- 55°17′17″N 77°44′51″W﻿ / ﻿55.28806°N 77.74750°W
- Cultures: Dorset culture
- Location: Kuujjuarapik, Quebec, Canada

History
- Built: c. 50 BCE
- Abandoned: c. 240 CE

Site notes
- Discovered: 1986

= GhGk-63 =

Archaeological site in northern Quebec

GhGk-63 is a Dorset culture archaeological site in Northern Quebec, Canada, about 1 km north of the villages of Kuujjuarapik and Whapmagoostui and the mouth of the Great Whale River. It was discovered in 1986, prior to the construction of a landfill. Human habitation has been dated as early as c. 50 BCE.

== Site ==
GhGk-63 is a Dorset culture archaeological site near the villages of Kuujjuarapik and Whapmagoostui at the mouth of the Great Whale River of Nunavik, Quebec. The site is about 940 m north of Kuujjuarapik and 800 m east of the shoreline of the Hudson Bay. It lies adjacent to a boulder field on the southeastern slope of a bedrock hill, with elevation varying between 26–32 m above sea level. The site is bounded to its north and east by rocky outcrops, a sandy coastal terrace to the south and west. A gravel pit encroaches on the site to the southeast; as of 1991, about a fifth of the site has been disturbed by gravel excavation for local construction. The site covers around 4000 m2. The site is covered with various lichens, with various grasses, shrubs, and thick mosses such as sphagnum along the gravel pit and the southeastern slope of the terrace. A dense expanse of black spruce, alder, and willows lines the site to the south and west. Stratigraphies taken at the site reveal a gravel horizon beneath layers of brown sandy humus and sod, each about 12 cm thick.
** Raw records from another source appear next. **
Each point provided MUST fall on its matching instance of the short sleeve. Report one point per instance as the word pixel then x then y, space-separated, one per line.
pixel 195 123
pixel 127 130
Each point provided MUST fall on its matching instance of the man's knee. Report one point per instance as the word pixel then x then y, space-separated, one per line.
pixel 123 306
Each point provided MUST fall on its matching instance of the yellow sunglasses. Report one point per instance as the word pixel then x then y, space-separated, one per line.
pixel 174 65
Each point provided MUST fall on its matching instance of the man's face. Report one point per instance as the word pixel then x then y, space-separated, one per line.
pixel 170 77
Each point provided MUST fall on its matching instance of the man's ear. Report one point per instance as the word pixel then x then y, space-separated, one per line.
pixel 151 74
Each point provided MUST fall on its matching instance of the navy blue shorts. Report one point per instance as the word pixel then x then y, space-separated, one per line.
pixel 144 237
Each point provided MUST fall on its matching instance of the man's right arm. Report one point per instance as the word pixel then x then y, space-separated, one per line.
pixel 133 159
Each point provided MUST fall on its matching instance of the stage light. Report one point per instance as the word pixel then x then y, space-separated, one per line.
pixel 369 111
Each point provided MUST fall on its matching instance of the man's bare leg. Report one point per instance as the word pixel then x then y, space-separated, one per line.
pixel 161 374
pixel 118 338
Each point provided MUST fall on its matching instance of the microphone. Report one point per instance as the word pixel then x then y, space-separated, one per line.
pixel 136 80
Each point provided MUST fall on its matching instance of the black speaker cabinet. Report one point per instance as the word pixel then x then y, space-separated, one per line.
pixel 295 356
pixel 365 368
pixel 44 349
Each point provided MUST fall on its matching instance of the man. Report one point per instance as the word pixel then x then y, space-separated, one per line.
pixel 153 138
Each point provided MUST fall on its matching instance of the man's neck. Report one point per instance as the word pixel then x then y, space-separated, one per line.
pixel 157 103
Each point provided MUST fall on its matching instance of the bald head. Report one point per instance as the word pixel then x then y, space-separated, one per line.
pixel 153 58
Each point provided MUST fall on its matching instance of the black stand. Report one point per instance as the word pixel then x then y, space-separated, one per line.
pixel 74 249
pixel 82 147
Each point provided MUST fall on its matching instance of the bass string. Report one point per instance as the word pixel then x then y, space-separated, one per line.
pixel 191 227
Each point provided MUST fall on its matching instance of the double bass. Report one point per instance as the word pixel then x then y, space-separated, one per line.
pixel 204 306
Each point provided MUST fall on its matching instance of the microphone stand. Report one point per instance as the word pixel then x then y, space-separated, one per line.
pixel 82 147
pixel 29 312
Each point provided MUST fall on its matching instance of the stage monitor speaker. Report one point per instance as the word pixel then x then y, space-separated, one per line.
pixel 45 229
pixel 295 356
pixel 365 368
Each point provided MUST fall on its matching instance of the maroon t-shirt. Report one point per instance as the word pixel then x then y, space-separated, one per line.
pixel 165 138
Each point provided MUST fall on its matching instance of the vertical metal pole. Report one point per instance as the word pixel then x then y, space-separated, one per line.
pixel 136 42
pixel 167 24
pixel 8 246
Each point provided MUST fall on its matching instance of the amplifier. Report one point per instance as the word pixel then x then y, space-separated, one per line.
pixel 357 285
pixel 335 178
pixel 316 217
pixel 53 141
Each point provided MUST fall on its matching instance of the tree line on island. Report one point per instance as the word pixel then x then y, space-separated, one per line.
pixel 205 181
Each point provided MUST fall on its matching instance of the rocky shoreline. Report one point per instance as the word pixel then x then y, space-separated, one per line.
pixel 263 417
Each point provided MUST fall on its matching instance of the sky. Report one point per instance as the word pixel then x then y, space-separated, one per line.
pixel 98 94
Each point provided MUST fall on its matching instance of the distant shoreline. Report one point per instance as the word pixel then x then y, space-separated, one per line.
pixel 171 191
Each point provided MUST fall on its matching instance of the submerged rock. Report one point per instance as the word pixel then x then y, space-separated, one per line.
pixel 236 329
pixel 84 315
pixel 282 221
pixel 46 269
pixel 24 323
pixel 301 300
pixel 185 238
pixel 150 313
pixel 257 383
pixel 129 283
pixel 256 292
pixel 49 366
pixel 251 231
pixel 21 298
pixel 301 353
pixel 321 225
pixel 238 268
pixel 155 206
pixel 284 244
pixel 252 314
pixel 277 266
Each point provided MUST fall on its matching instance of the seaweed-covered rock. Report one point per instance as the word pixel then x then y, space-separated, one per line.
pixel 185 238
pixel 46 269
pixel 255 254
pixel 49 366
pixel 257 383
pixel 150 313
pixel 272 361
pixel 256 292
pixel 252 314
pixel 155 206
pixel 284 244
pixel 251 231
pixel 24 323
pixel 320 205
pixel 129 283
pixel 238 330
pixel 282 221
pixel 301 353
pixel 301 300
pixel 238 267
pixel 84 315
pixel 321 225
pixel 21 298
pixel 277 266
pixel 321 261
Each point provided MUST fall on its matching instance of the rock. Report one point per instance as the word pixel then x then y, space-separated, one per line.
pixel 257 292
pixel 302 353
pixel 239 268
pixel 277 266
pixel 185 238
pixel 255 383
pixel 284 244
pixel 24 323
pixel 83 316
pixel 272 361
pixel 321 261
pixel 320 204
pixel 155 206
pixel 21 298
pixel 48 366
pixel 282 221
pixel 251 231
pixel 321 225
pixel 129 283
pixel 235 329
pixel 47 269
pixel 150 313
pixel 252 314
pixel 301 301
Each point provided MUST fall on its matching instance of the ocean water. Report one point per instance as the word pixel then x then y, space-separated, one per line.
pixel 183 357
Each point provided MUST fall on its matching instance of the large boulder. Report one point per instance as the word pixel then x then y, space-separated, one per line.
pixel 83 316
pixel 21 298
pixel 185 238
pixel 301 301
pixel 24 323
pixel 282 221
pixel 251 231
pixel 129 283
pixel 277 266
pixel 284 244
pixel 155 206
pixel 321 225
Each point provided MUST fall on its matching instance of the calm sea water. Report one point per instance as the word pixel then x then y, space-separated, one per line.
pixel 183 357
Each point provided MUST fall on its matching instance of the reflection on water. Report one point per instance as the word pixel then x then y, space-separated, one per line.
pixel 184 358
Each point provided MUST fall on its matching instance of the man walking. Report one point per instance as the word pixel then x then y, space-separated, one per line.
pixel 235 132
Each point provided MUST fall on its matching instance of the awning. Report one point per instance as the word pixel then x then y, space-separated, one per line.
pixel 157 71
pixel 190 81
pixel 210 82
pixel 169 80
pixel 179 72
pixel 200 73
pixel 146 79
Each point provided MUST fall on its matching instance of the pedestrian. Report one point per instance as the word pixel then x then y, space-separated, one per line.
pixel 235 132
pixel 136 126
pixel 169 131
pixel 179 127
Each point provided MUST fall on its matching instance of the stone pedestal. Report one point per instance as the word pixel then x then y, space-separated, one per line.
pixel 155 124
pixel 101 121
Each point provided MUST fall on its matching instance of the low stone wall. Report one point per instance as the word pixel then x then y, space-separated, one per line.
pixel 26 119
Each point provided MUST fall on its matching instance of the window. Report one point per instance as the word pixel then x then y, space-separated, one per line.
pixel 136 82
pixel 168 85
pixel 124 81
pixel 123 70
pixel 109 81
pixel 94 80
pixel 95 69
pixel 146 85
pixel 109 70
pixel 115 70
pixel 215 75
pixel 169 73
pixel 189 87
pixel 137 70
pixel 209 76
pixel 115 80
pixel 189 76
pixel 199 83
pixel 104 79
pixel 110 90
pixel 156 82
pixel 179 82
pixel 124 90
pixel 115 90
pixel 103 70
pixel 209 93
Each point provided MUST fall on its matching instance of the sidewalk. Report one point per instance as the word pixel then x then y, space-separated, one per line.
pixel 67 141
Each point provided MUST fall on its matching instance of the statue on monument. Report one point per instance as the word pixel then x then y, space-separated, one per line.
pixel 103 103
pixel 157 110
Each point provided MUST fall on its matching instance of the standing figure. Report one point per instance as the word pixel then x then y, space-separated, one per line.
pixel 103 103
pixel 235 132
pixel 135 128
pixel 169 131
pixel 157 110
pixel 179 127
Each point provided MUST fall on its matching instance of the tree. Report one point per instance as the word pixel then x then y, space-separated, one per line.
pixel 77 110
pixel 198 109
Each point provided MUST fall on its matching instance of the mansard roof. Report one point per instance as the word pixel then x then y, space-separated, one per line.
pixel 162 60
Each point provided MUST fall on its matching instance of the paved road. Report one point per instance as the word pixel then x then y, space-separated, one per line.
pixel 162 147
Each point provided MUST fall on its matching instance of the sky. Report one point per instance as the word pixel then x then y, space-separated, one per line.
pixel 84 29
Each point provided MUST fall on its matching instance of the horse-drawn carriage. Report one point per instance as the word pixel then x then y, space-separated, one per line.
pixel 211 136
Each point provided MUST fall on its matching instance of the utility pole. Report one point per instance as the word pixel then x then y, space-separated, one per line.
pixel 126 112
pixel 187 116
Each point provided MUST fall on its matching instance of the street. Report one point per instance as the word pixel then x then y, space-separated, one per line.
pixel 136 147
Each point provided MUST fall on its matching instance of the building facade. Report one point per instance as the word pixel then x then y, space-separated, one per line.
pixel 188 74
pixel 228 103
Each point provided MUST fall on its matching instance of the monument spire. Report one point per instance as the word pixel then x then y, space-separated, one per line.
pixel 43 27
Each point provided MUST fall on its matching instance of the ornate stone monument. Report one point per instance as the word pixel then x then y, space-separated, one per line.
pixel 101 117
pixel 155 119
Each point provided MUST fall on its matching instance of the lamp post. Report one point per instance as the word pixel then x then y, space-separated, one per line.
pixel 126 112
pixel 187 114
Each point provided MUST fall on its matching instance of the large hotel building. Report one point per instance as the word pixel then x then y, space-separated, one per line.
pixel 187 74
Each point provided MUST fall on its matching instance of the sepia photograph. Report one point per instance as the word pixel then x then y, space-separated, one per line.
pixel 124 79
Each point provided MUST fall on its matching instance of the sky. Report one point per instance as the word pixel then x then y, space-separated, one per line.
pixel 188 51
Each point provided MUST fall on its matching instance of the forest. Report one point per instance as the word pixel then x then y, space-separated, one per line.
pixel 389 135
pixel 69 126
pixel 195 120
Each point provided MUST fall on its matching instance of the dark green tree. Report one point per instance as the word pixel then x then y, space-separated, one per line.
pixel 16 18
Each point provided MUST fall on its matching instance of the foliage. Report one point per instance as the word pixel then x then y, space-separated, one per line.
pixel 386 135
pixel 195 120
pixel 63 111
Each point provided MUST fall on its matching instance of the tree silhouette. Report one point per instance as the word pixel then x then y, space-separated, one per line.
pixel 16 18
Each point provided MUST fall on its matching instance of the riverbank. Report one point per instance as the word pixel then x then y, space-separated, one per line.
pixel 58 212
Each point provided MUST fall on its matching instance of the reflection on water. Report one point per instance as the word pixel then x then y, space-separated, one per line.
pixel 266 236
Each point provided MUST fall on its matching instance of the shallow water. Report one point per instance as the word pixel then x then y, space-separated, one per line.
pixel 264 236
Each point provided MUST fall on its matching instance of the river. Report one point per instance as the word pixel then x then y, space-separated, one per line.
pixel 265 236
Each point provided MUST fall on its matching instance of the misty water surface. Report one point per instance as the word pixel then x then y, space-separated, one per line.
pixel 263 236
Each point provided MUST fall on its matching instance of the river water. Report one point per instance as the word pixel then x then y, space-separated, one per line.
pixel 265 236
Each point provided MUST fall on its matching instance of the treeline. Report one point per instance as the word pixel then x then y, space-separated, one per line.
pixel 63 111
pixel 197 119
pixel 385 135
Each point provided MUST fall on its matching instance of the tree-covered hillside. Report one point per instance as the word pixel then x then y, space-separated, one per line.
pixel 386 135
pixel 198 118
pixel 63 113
The site was first occupied between c. 50 BCE, and periodically occupied until c. 240 CE. The beginning of occupation at the site dates to the reemergence of attested human settlement on the eastern coast of the Hudson Bay, without firm archaeological evidence of sites for the latter half of the 1st millennium BCE.

=== Structures ===
The remains of three semisubterranean dwellings and seven tent rings have been found at the site. The semisubterranean dwellings range are roughly rectangular, about 2.75 m long and 2.25 m wide. The tent rings are a mix of circles and ovals, with one rectangle. The smallest is a circle 2.4 m in diameter, while the largest is an oval measuring 3.0 x 3.5 m.

=== Artifacts ===
A total of 11,918 lithic specimens have been recovered from the site, alongside 813 bone fragments and 16 charcoal samples.

== Excavation ==
During surveys sponsored by the Kativik Regional Government prior to the construction of a landfill in Kuujjuarapik, a team of four archaeologists discovered the GhGK-63 site in June 1986 along the route of a proposed access road. In August 1990, the Avataq Cultural Institute conducted a salvage excavation at the site in preparation for further gravel excavation the site. Further survey work was done in 1991.